I don’t take pictures, professionally at least.  I’d want to sing songs.  I make music videos.  I make shorts.  I write.  I make AVPs.  I produce.  I manage.  I plan things and make them happen.  I organize.  I arrange.  I do damage control.  I do PR when I have to.  I doodle.  I swim.  I dream of owning a beach resort and living there.  I dream of being an underwater photographer and being one with the ocean and its entire ecosystem.  I wonder what I still could be.  Moreover, I wonder if Lolo Dad’s proud of me. 

I wonder if he knew when he passed away or if he knows now how much memories of him I treasure more than any other thing in my life – more than my first kiss, more than supposed unforgettable out of town trips with friends, and more than my Ateneo education.  I cherish more from Lolo Dad.

He'd play ‘Que Sera, Sera.’  The future’s not ours to see.  I worry constantly if I’m doing the right thing and going the right way; if I should give a shit that I AM doing the right thing and if I am even supposed to know what the right way is; if people think I’m doing the right thing; and if I should even give a shit about what people think.  He taught me about acceptance of the things you can’t change.  Things fall into place eventually.  If they’re scattered all over, I suppose that’s not it yet.  That’s the fun part of the future methinks.  You just don’t know what it holds because whatever will be, will be.

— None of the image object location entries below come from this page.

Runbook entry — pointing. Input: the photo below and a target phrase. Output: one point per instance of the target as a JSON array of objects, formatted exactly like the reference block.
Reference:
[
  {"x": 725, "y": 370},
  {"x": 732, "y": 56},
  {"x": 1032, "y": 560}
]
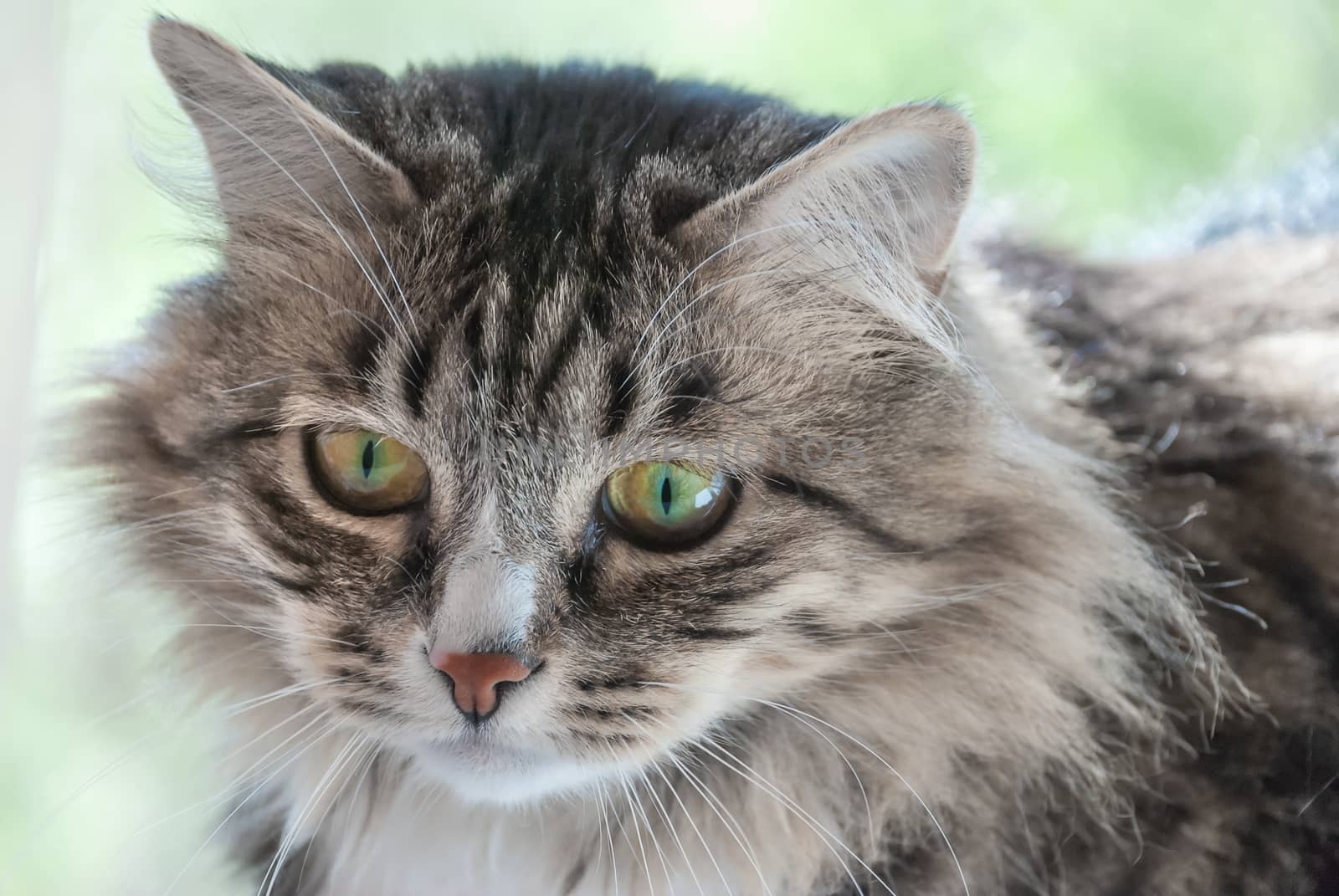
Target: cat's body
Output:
[{"x": 971, "y": 661}]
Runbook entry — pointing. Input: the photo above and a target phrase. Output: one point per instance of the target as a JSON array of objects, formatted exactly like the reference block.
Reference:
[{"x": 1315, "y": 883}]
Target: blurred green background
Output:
[{"x": 1095, "y": 120}]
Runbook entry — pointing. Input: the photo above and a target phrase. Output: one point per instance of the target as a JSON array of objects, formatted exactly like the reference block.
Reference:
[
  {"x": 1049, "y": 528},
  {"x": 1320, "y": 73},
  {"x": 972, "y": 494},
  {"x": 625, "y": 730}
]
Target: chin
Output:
[{"x": 504, "y": 776}]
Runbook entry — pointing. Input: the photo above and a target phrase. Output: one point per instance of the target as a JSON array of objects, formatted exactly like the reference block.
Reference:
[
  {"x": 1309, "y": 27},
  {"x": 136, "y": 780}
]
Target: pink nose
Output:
[{"x": 475, "y": 679}]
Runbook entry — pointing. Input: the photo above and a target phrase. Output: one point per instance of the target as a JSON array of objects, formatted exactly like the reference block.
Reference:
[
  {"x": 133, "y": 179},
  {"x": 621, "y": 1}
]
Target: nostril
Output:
[{"x": 480, "y": 679}]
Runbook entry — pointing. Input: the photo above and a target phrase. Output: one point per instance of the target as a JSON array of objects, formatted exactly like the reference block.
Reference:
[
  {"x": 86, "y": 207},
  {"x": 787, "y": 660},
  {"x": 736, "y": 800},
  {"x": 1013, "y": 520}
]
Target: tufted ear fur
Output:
[
  {"x": 903, "y": 174},
  {"x": 276, "y": 158}
]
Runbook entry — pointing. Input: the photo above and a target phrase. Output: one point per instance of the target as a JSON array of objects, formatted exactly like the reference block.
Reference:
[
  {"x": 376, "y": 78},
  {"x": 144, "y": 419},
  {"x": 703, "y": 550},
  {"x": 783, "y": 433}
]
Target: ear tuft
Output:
[
  {"x": 276, "y": 158},
  {"x": 903, "y": 174}
]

Lolo Dad, thank you.  I love you.  Your chain-smoking next to little me pretty much locked my smoking fate right then and there.  Maybe I’ll see you in heaven’s Lung Cancer Club.  I owe you a warm, warm hug when I see you in another plane. For some reason, I can't wait.

Comments

acethatyou
Jul. 2nd, 2009 03:32 pm (UTC)
shet adi. i shed a silent tear. a little part of me died inside. insanely awesome post. sayang i never got to be this close to lolo dad, or to any lolo for that matter.

we miss you! see you this weekend!
adiohead
Jul. 3rd, 2009 02:28 am (UTC)
Yay you miss meeee.
Yeah seeeyou this weekend! Craniuuum!

I'm PMSing terribly hence I was crying literally half the time of writhing this. I miss Lolo Dad, sayang you were too young but I'm sure you'd have loved loved him if ever you knew him as I did. Wish I got close to our other Lolo too.